I will pin this post till the end of October, due to the importance of this.
Why “caffè” may not be “caffè”
Every time when I think I finally “got” Unicode, I get kicked in the back by this rabbit hole. 😆 However, IMHO it is important to recognise that when moving data and files between operating systems and programs that you’re better off knowing some of the pitfalls. So I’m sharing something I experienced when I transferred a file to my FreeBSD Play-Around notebook. So let’s assume a little story…
It’s late afternoon and you and some friends sit together playing around with BSD. A friend using another operating system collects coffee orders in a little text file to not forget anyone when going to the barista on the other side of the street. He sends the file to you, so at the next meeting you already know the preferences of your friends. You take a look at who wants a caffè:
armin@freebsd:/tmp $ cat orders2.txtMauro: cappuccinoArmin: caffè doppioAnna: caffè shakeratoStefano: caffèFranz: latte macchiatoFrancesca: cappuccinoCarla: latte macchiato
So you do a quick grep just to be very surprised!
armin@freebsd:/tmp $ grep -i caffè orders2.txtarmin@freebsd:/tmp $
Wait, WAT? Why is there no output? We have more than one line with caffè
in the file? Well, you just met one of the many aspects of Unicode. This time it’s called “normalization”. 😎
Many characters can be represented by more than one form. Take the innocent “à
” from the example above. There is an accented character in the Unicode characters called LATIN SMALL LETTER A WITH GRAVE. But you could also just use a regular LATIN SMALL LETTER A and combine it with the character COMBINING GRAVE ACCENT from the Unicode characters. Both result in the same character and “look” identical, but aren’t.
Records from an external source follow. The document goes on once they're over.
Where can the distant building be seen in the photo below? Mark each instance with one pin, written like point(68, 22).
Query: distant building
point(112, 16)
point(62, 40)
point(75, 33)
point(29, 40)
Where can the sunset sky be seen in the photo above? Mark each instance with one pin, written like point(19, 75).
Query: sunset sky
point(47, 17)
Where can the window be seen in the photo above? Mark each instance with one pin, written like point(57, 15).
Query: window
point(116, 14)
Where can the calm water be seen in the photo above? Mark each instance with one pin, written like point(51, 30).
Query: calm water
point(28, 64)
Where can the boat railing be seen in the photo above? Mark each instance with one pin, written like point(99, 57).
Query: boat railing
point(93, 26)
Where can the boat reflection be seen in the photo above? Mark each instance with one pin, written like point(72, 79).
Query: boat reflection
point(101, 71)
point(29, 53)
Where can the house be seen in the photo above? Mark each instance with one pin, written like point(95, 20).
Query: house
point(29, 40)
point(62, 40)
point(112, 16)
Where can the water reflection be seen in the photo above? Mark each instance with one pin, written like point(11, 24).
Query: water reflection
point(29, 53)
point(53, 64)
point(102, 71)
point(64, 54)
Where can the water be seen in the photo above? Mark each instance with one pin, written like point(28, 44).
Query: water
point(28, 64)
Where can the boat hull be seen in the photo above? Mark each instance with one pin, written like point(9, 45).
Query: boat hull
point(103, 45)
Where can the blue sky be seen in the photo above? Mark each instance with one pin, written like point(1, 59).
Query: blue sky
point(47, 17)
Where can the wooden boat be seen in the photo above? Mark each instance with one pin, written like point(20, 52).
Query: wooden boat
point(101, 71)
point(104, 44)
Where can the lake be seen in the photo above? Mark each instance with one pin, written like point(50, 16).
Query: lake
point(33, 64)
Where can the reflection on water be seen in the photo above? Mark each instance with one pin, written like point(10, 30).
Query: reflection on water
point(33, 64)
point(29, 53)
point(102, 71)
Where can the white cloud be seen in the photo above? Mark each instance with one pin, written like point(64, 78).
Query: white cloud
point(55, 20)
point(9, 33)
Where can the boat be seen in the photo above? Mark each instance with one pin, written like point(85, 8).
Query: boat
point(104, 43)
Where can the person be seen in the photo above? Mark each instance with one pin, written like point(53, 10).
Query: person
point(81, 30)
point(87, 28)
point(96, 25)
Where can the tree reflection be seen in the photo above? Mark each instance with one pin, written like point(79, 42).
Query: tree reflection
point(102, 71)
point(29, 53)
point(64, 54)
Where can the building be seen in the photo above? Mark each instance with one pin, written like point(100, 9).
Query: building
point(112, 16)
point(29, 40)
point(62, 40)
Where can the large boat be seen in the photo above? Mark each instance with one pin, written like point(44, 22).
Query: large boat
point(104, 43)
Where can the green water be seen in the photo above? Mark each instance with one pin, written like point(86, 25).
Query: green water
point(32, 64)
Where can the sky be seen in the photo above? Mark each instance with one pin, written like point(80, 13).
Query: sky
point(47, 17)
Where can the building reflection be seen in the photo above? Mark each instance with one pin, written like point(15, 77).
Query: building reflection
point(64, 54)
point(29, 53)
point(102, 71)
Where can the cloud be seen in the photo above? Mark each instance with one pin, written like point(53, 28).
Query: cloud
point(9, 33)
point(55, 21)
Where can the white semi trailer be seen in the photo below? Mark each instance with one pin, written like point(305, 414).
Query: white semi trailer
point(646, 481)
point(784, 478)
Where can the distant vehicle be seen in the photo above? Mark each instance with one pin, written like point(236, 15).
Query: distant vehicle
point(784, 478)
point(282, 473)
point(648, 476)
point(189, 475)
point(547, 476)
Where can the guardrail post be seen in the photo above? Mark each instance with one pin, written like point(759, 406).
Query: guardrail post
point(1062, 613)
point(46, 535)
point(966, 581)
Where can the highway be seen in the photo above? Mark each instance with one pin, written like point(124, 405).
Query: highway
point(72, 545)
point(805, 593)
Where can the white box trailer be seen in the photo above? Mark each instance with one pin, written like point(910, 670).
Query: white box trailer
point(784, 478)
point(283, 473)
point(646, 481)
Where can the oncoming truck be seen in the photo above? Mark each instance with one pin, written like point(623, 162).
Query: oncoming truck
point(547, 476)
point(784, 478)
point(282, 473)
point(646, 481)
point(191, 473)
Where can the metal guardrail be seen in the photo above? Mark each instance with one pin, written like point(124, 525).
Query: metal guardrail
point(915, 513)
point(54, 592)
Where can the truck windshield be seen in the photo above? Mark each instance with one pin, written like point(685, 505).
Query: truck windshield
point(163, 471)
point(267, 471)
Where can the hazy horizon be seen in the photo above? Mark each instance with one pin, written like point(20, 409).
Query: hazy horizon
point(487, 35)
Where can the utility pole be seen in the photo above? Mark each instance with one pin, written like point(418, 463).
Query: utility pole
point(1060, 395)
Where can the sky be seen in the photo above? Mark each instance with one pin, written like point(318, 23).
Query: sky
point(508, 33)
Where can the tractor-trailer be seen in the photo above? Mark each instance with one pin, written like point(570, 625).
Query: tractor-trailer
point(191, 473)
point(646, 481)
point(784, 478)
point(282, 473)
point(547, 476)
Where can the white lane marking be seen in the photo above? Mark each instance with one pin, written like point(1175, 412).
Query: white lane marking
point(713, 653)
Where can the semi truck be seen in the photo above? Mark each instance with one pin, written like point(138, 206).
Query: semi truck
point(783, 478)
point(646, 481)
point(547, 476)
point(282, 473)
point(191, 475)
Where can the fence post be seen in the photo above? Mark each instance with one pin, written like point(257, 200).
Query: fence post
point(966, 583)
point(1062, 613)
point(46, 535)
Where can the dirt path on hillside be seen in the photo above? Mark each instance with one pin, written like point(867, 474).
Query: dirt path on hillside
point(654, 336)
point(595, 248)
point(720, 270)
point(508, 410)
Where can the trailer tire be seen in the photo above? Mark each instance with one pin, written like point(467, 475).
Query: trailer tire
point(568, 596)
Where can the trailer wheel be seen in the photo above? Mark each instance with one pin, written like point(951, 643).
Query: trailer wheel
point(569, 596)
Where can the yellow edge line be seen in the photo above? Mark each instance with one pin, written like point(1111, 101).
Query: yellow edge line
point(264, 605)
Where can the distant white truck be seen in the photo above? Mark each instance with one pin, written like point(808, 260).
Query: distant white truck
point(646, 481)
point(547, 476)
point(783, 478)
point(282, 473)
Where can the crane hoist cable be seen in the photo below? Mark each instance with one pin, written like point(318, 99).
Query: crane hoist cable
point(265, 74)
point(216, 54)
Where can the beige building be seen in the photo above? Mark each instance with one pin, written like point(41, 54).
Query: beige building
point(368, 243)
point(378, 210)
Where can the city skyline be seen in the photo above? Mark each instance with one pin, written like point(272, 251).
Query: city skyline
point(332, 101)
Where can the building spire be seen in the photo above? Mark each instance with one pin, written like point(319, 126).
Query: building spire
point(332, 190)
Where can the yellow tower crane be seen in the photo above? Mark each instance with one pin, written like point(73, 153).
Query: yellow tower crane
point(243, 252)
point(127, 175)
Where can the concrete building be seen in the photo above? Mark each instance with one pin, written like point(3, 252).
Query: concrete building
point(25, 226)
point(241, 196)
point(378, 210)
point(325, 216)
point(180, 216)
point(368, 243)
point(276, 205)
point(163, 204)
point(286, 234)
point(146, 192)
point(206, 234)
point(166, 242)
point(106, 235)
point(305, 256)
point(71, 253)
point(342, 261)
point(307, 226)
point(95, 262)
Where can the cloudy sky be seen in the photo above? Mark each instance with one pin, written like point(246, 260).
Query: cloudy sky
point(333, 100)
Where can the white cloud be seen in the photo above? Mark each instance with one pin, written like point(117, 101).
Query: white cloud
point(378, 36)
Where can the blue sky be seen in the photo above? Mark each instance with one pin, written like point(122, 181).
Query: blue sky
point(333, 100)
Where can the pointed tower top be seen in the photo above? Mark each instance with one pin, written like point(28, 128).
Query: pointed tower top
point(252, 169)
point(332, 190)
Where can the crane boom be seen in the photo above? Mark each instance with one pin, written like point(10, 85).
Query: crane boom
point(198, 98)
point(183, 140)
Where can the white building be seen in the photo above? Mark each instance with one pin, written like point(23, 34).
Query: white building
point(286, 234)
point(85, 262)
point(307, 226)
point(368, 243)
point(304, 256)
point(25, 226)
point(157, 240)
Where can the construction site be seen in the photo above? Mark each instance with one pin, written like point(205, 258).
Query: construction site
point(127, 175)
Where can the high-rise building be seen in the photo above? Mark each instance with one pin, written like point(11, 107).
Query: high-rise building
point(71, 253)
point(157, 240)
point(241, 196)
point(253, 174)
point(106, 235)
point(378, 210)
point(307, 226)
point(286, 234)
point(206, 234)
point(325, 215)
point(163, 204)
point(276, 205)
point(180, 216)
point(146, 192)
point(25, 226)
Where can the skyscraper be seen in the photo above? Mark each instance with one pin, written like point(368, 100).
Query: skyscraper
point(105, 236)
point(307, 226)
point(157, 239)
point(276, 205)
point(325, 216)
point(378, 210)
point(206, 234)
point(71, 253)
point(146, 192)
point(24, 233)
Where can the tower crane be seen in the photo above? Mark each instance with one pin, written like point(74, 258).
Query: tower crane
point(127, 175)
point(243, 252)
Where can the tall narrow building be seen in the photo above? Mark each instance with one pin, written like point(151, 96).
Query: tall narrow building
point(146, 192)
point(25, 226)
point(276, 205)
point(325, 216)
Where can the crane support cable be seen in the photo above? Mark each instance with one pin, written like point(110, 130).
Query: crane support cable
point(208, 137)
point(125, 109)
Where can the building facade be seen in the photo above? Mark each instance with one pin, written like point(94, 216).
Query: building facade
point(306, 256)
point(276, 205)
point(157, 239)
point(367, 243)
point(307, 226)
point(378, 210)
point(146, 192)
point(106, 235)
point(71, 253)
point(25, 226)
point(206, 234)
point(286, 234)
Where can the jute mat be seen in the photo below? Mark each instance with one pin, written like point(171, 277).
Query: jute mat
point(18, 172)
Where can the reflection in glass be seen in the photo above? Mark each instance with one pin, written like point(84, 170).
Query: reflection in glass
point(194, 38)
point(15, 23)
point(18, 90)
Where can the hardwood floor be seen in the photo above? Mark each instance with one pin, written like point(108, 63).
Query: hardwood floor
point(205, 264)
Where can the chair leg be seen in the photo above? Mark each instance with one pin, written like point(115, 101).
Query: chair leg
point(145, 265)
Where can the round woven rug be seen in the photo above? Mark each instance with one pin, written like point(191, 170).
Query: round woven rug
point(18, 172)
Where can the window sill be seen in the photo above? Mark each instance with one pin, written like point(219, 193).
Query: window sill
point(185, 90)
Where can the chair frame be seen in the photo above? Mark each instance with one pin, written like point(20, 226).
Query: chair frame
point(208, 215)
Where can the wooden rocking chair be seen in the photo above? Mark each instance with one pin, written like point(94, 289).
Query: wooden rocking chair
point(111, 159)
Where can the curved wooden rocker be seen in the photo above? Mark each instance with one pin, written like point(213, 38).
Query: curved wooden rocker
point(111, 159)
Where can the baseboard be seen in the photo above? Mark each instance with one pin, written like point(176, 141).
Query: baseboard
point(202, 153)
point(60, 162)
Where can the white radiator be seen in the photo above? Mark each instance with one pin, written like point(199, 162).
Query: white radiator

Let’s see a line with the word “caffè” as hex dump using the first approach (LATIN SMALL LETTER A WITH GRAVE):
\u0063\u0061\u0066\u0066\u00E8\u000Ac a f f è (LF)
Now let’s do the same for the same line using the second approach:
\u0063\u0061\u0066\u0066\u0065\u0300\u000Ac a f f è (LF)
And there you have it, the latter is a byte longer and the two lines do not match up even if both lines are encoded as UTF-8 and the character looks the same!
So obviously just using UTF-8 is not enough and you might encounter files using the second approach. Just to make matter more complicated there are actually four forms of Unicode normalization out there. 😆
- NFD: canonical decomposition
- NFC: canonical decomposition followed by canonical composition
- NFKD: compatible decomposition
- NFKC: compatible decomposition followed by canonical composition.
For the sake of brevity of this post and your nerves we’ll just deal with the first two and I refer you to this Wikipedia article for the rest.
Normal form C (NFC) is the most widely used normal form and is also defined by the W3C for HTML, XML, and JavaScript. Technically speaking, encoding in Latin1 (or Windows Codepage 1252), for example, is in normal form C, since an “à” or the umlaut “Ö” is a single character and is not composed of combining characters. Windows and the .Net framework also store Unicode strings in Normal Form C. This does not mean that NFD can be ignored. For example, the Mac OSX file system works with a variant of NFD data, as the Unicode standard was only finalized when OSX was designed. When two applications share Unicode data, but normalize them differently, errors and data loss can result.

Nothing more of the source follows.